Yesterday's statement is a small step forward but we need to see it in context. They don't know where Madeleine is, who has her and in what circumstances. They don't know if she is still alive. And they will always carry the burden of their decision to leave her sleeping while they met friends for dinner.

I can't imagine that they will waste much time on recrimination when there is the possibility of gaining access to information that has been concealed until now. They must feel that, far from furthering the search, the police investigation has held them back.

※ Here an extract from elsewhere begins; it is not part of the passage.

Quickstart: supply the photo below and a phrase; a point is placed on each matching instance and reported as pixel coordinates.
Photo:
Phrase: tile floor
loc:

It is only fair to say that missing children cases are difficult. We had a three-year-old to stay shortly after Madeleine's kidnap. While playing a game with her, my son carried her about in a sports bag. It's that easy to conceal a little girl. Police forces across Britain struggled for years to identify Robert Black, who left a trail of child murders. In the end, it was an observant man cutting his lawn who spotted him snatching a child.

Failure is unfortunate, but false accusation such as the McCanns have been subjected to, should be a criminal offence. It is fuelled by prejudice, not evidence. Parents seem particularly vulnerable to it when their children are in harm's way. It is a small mercy that the McCanns had the UK to retreat to, that the case against them never got as far as a court room, much less a prison cell.

Though yesterday's announcement is but the end of a false accusation, there will be relief that they can drive forward unfettered on their never-ending search for Madeleine.